For investors, this means a shift in safe-haven assumptions. Gold prices have hit record highs partly because central banks are diversifying away from Treasuries. El-Erian sees this as a structural trend, not a cyclical one. “The idea that U.S. assets are the only safe harbor is being tested. It’s not a collapse, but it’s a significant erosion of the exceptionalism premium.”
Labor market cracks beneath the surface
On the surface, the U.S. labor market looks robust. Unemployment remains near historic lows, and wage growth has been positive. But El-Erian urged me to look deeper. “Headline numbers are misleading. We have a participation rate that has never fully recovered from the pandemic. We have an aging workforce. And we have a mismatch between the skills employers need and the skills workers have.”
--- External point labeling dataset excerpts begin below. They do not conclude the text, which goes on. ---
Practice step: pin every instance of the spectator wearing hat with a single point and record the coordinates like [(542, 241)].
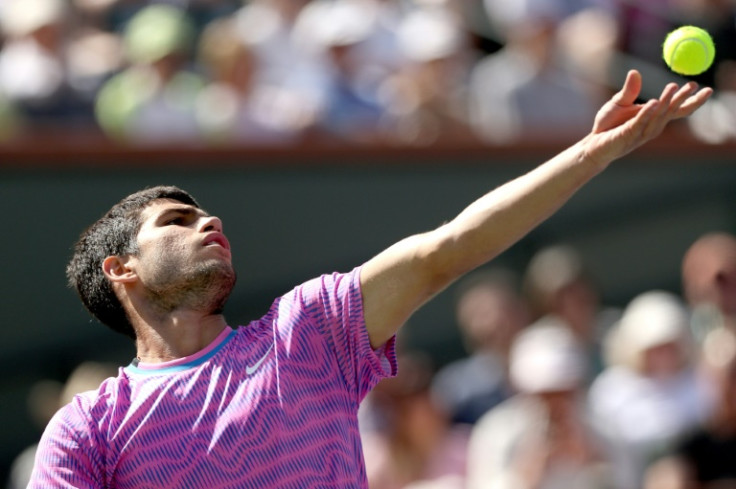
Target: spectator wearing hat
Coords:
[(650, 395), (540, 438)]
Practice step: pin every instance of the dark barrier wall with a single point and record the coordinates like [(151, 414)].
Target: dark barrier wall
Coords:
[(291, 215)]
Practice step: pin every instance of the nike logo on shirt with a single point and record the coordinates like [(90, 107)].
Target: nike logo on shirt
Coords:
[(250, 369)]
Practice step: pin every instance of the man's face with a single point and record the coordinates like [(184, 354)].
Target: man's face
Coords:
[(183, 258)]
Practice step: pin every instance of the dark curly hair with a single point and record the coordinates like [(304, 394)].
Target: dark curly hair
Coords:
[(114, 234)]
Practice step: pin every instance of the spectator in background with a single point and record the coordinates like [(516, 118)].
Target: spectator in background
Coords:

He cited data showing that while the overall employment-to-population ratio for prime-age workers has improved, it remains below pre-2008 levels for certain demographics. “This is not a dynamic, flexible labor market anymore. It’s a market that is being propped up by fiscal transfers and early retirements. The underlying resilience is weaker than it appears.”
For stock market bulls, this is a worrying sign. Corporate earnings have held up, but El-Erian argues that profit margins are being sustained by pricing power, not productivity gains. “When you have a tight labor market but low productivity growth, you get sticky inflation. That puts the Fed in a bind. They can’t cut rates aggressively without reigniting price pressures.”
The AI hype and the real economy
No discussion of American exceptionalism is complete without mentioning the artificial intelligence boom. The U.S. is undeniably the global leader in AI development, with giants like Nvidia, Microsoft, and Alphabet driving a massive investment cycle. El-Erian acknowledged this, but he cautioned against assuming it will automatically translate into broad-based economic outperformance.
“AI is real. It will transform industries. But we have a history of overestimating the short-term impact of new technologies while underestimating the long-term impact. Right now, the market is pricing in a lot of the long-term benefits. That creates valuation risk.”
He pointed to the concentration of the S&P 500. “The top 10 stocks now account for over 30% of the index. That’s a level of concentration we haven’t seen since the dot-com bubble. If those stocks falter, the entire index gets hit. That’s not a sign of a healthy, diversified market. It’s a sign of a market that is betting everything on one theme.”
A fragile equilibrium
So, is American exceptionalism dead? El-Erian doesn’t think so—yet. “The U.S. still has enormous advantages: deep capital markets, a culture of innovation, rule of law, and demographic dynamism relative to Europe and Japan. But those advantages are being squandered by policy mistakes and structural neglect.”
He compared the current situation to a car with a powerful engine but failing tires. “You can still go fast for a while, but you’re going to crash if you don’t fix the fundamentals. The ‘significant baggage’ I refer to includes the debt, the political polarization, the erosion of institutional trust, and the failure to invest in infrastructure and education.”
For the average investor, El-Erian’s advice is to temper expectations. “Don’t assume the last 15 years of U.S. outperformance will repeat. Diversify globally. Hold some cash. Be prepared for more volatility. The era of easy money is over, and the era of easy exceptionalism may be ending too.”
As I left the interview, I couldn’t shake the feeling that the world’s most important economy is at an inflection point. The narrative of American exceptionalism is not dead, but it is certainly carrying more baggage than it used to—and the journey ahead looks bumpy.